Fla. delegates housed at resort far from GOP convention site

PALM HARBOR -- Florida’s convention delegates and party faithful streamed into the Innisbrook Golf and Spa resort over the weekend, right on schedule, as the hurry-up and wait for convention activities began. They were handed white bags with blue trim, loaded with Republican National Convention goodies, from water bottles to a beach towel.

But if the gray clouds, persistent drizzle and Tropical Storm Isaac warnings weren’t enough to dampen the mood in the swank, sprawling resort, the lack of convention buzz certainly was.

The conventioneers face an hour long drive, each way, to get to the Tampa Bay Times Forum and convention headquarters. Buses have been reserved for the trips but travelers were urged to be vigilant about departure times.

This is the Republican equivalent of Siberia. Comfortable and lovely, the resort features a golf course, spa, swimming pools and restaurants. It is owned by Sheila Johnson, co-founder of the BET network and a major Democratic contributor.

But it’s not Tampa. In fact, door-to-door, it is 25 miles away from the convention hall. The closest thing to the convention: three TV monitors set to Fox News in the darkened meeting hall.

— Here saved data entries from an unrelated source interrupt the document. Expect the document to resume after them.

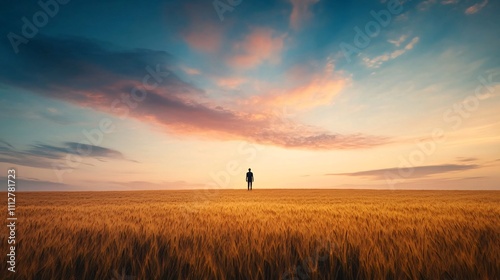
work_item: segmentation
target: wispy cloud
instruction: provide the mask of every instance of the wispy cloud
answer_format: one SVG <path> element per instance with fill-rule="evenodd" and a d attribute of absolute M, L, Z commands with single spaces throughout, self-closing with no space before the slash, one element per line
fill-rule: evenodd
<path fill-rule="evenodd" d="M 117 150 L 76 142 L 65 142 L 61 146 L 35 144 L 26 150 L 17 150 L 5 141 L 0 141 L 0 162 L 37 168 L 52 168 L 53 163 L 66 159 L 66 156 L 79 155 L 98 160 L 121 159 L 123 154 Z"/>
<path fill-rule="evenodd" d="M 441 0 L 439 1 L 439 3 L 441 5 L 452 5 L 452 4 L 457 4 L 460 0 Z M 437 0 L 426 0 L 426 1 L 422 1 L 420 2 L 418 5 L 417 5 L 417 8 L 420 10 L 420 11 L 426 11 L 428 10 L 430 7 L 434 6 L 434 4 L 437 4 L 438 1 Z"/>
<path fill-rule="evenodd" d="M 7 181 L 6 177 L 0 177 L 3 182 Z M 34 178 L 18 178 L 17 190 L 23 192 L 36 192 L 36 191 L 81 191 L 81 186 L 73 186 L 59 182 L 38 180 Z M 99 189 L 96 189 L 99 190 Z"/>
<path fill-rule="evenodd" d="M 469 162 L 469 161 L 477 161 L 478 158 L 475 158 L 475 157 L 459 157 L 457 158 L 458 161 L 461 161 L 461 162 Z"/>
<path fill-rule="evenodd" d="M 200 75 L 201 72 L 198 69 L 187 67 L 185 65 L 181 66 L 182 71 L 188 75 Z"/>
<path fill-rule="evenodd" d="M 459 1 L 460 0 L 443 0 L 443 1 L 441 1 L 441 4 L 443 4 L 443 5 L 451 5 L 451 4 L 456 4 Z"/>
<path fill-rule="evenodd" d="M 425 177 L 433 174 L 441 174 L 456 171 L 466 171 L 480 168 L 477 164 L 442 164 L 442 165 L 428 165 L 428 166 L 415 166 L 412 167 L 412 174 L 408 178 L 419 178 Z M 325 175 L 344 175 L 344 176 L 357 176 L 357 177 L 368 177 L 375 180 L 385 180 L 387 174 L 399 174 L 399 168 L 385 168 L 385 169 L 375 169 L 366 170 L 352 173 L 329 173 Z"/>
<path fill-rule="evenodd" d="M 38 168 L 52 168 L 53 158 L 30 155 L 29 152 L 18 151 L 5 141 L 0 141 L 0 162 L 31 166 Z"/>
<path fill-rule="evenodd" d="M 394 44 L 396 47 L 399 47 L 405 40 L 408 38 L 408 35 L 401 35 L 396 40 L 388 40 L 389 43 Z"/>
<path fill-rule="evenodd" d="M 14 149 L 14 146 L 9 144 L 7 141 L 0 139 L 0 151 Z"/>
<path fill-rule="evenodd" d="M 436 4 L 436 0 L 426 0 L 418 4 L 417 8 L 421 11 L 428 10 L 432 5 Z"/>
<path fill-rule="evenodd" d="M 33 114 L 35 117 L 40 117 L 57 124 L 69 125 L 75 123 L 75 120 L 70 115 L 63 113 L 56 108 L 45 108 L 45 110 L 33 112 Z"/>
<path fill-rule="evenodd" d="M 395 58 L 403 55 L 407 51 L 413 49 L 413 47 L 415 47 L 415 45 L 418 43 L 419 40 L 420 40 L 419 37 L 414 37 L 404 48 L 399 49 L 399 50 L 395 50 L 391 53 L 379 55 L 379 56 L 376 56 L 374 58 L 369 58 L 369 57 L 364 56 L 364 57 L 362 57 L 363 62 L 365 63 L 366 66 L 368 66 L 370 68 L 378 68 L 384 62 L 395 59 Z"/>
<path fill-rule="evenodd" d="M 484 0 L 483 2 L 476 3 L 465 10 L 466 15 L 472 15 L 479 11 L 481 11 L 488 4 L 488 0 Z"/>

Also at the resort: the delegation from South Carolina. Both states are being punished for state legislative leaders setting the presidential primary in January in violation of party rules.

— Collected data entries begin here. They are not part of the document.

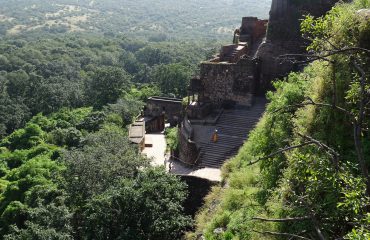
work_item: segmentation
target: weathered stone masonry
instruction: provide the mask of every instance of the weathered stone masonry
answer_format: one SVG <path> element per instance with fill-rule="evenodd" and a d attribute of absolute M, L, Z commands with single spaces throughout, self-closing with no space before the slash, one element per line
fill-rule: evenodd
<path fill-rule="evenodd" d="M 257 61 L 248 57 L 237 63 L 202 63 L 200 79 L 204 100 L 215 105 L 228 101 L 251 105 L 256 88 L 256 69 Z"/>
<path fill-rule="evenodd" d="M 193 131 L 190 121 L 185 118 L 178 132 L 180 145 L 179 159 L 189 165 L 195 164 L 199 157 L 199 150 L 195 142 L 192 141 Z"/>

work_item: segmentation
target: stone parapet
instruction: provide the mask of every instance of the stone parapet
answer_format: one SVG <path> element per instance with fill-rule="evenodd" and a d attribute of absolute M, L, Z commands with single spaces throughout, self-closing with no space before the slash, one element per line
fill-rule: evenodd
<path fill-rule="evenodd" d="M 257 62 L 242 58 L 237 63 L 201 64 L 204 98 L 215 106 L 234 102 L 250 106 L 256 89 Z"/>
<path fill-rule="evenodd" d="M 181 124 L 181 128 L 178 131 L 179 138 L 179 159 L 189 165 L 194 165 L 199 157 L 199 149 L 195 142 L 191 140 L 193 134 L 193 128 L 191 123 L 184 120 Z"/>

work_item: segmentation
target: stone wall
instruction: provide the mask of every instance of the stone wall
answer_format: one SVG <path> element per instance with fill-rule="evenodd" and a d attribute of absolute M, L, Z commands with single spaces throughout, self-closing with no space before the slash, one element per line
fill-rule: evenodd
<path fill-rule="evenodd" d="M 240 27 L 240 41 L 253 45 L 266 35 L 268 20 L 256 17 L 243 17 Z M 251 46 L 250 46 L 251 47 Z"/>
<path fill-rule="evenodd" d="M 194 217 L 203 206 L 204 198 L 211 191 L 212 187 L 217 185 L 217 182 L 187 175 L 180 175 L 180 179 L 186 183 L 189 191 L 188 197 L 184 202 L 185 214 Z"/>
<path fill-rule="evenodd" d="M 248 47 L 241 44 L 226 45 L 221 48 L 220 59 L 218 62 L 236 63 L 248 53 Z"/>
<path fill-rule="evenodd" d="M 204 97 L 216 106 L 230 101 L 250 106 L 256 89 L 256 66 L 257 62 L 250 58 L 242 58 L 236 64 L 202 63 Z"/>
<path fill-rule="evenodd" d="M 150 97 L 146 104 L 144 115 L 159 117 L 165 115 L 171 125 L 182 120 L 182 100 L 176 98 Z"/>
<path fill-rule="evenodd" d="M 185 119 L 182 122 L 182 126 L 179 129 L 179 159 L 189 165 L 194 165 L 198 159 L 199 150 L 195 144 L 192 142 L 193 129 L 191 124 Z"/>

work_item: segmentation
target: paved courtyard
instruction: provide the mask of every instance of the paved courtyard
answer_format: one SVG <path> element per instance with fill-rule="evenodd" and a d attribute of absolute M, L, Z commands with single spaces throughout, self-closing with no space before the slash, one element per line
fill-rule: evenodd
<path fill-rule="evenodd" d="M 194 169 L 185 166 L 181 162 L 169 162 L 169 155 L 166 153 L 166 139 L 163 133 L 145 135 L 145 143 L 152 144 L 152 147 L 145 147 L 143 154 L 152 159 L 153 166 L 166 166 L 167 171 L 173 174 L 190 175 L 205 178 L 210 181 L 221 181 L 221 170 L 216 168 Z M 170 170 L 171 164 L 171 170 Z"/>

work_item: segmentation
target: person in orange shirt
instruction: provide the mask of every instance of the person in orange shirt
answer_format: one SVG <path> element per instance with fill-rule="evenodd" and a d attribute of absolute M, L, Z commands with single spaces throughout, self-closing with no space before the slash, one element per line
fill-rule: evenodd
<path fill-rule="evenodd" d="M 215 129 L 215 131 L 212 134 L 212 142 L 216 143 L 218 141 L 218 130 Z"/>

"We welcome our partners in primary purgatory,’’ Commissioner Adam Putnam announced at a morning breakfast Monday as both Florida and South Carolina delegates and guests met officially for the first time.

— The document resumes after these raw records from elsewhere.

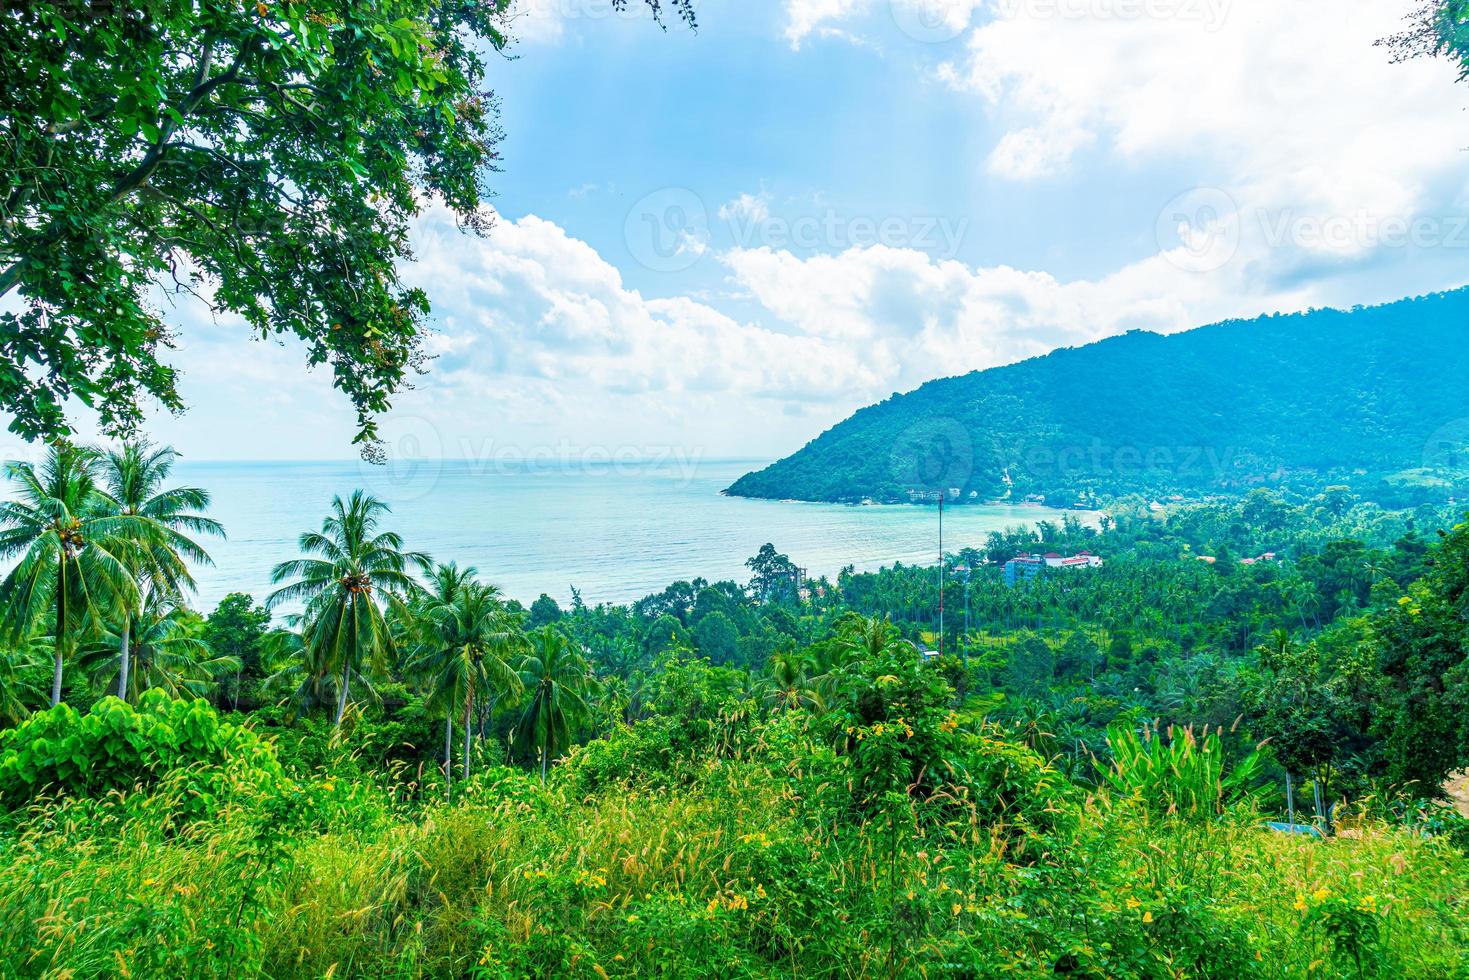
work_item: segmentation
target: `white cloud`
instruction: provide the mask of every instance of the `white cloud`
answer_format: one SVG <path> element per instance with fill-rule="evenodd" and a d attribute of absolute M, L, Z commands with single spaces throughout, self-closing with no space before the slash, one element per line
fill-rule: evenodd
<path fill-rule="evenodd" d="M 571 0 L 515 0 L 510 34 L 524 44 L 555 44 L 566 34 Z"/>
<path fill-rule="evenodd" d="M 887 28 L 896 27 L 901 35 L 906 35 L 910 40 L 923 43 L 944 42 L 963 34 L 975 12 L 985 2 L 986 0 L 785 0 L 785 38 L 798 51 L 805 39 L 812 34 L 870 47 L 873 46 L 870 39 L 832 25 L 881 16 L 886 19 Z"/>
<path fill-rule="evenodd" d="M 741 194 L 719 206 L 719 220 L 742 225 L 757 225 L 770 219 L 770 195 Z"/>
<path fill-rule="evenodd" d="M 831 21 L 846 20 L 864 12 L 872 0 L 786 0 L 785 37 L 794 50 L 812 32 Z"/>
<path fill-rule="evenodd" d="M 1434 247 L 1469 200 L 1469 88 L 1375 46 L 1408 4 L 992 0 L 969 27 L 976 0 L 788 0 L 788 36 L 879 6 L 918 40 L 915 16 L 967 30 L 957 57 L 920 50 L 988 117 L 990 175 L 1094 187 L 1146 168 L 1166 175 L 1158 204 L 1213 189 L 1237 209 L 1237 261 L 1268 256 L 1267 276 L 1391 258 L 1394 237 Z"/>
<path fill-rule="evenodd" d="M 886 365 L 883 390 L 994 367 L 1129 329 L 1171 332 L 1315 294 L 1242 288 L 1242 267 L 1200 275 L 1159 254 L 1097 280 L 1009 266 L 973 268 L 882 246 L 797 258 L 769 248 L 724 256 L 736 281 L 793 329 Z M 1266 305 L 1262 305 L 1266 304 Z"/>
<path fill-rule="evenodd" d="M 509 410 L 518 422 L 550 421 L 535 407 L 541 397 L 599 422 L 617 414 L 599 402 L 633 399 L 620 409 L 627 426 L 680 406 L 827 402 L 877 386 L 860 351 L 743 323 L 692 299 L 646 298 L 591 246 L 541 218 L 502 220 L 469 243 L 434 215 L 416 248 L 411 274 L 431 288 L 446 338 L 434 389 L 460 411 L 515 388 L 522 400 Z"/>
<path fill-rule="evenodd" d="M 1462 162 L 1465 97 L 1453 67 L 1394 65 L 1373 47 L 1405 8 L 1077 2 L 1003 5 L 941 71 L 1006 127 L 989 158 L 998 175 L 1062 172 L 1096 142 L 1130 162 L 1208 161 L 1246 203 L 1401 213 L 1425 179 Z"/>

Also addressing them was Gov. Rick Scott, who briefed them on the status of the storm. "The RMC was so nice to us, we don’t have to worry about the beach,’’ he joked.

The storm forced the delegates to cancel plans for an evening at Busch Gardens on Monday.

But organizers were prepared in the event conventioneers wanted to play inside. RMC sponsor, Disney, had set up a miniature version of Cinderella’s castle in the Innisbrook meeting hall. The space also features two bars and a floor filled with game tables — foosball, air hockey, ping pong and pool. Sunday night, the room was used for delegate karaoke.

Florida Republican Party leader Lenny Curry, who told the Tampa Bay Times in May that he was "p----- off’’ at the hotel accommodations when they were announced by the RMC officials, convened the quarterly meeting of the party executive committee and reminded them, "It wasn’t your decision."

Notably absent from the Sunday meeting were the legislators who led the charge for the primary switch — such as Rep. Carlos Lopez Canter, R-Miami, a member of the executive committee.

Said Curry back in May: "We’re one of the most important swing states, if not the most important swing state, and our activists and our donors are going to be punished for something they had nothing to do with."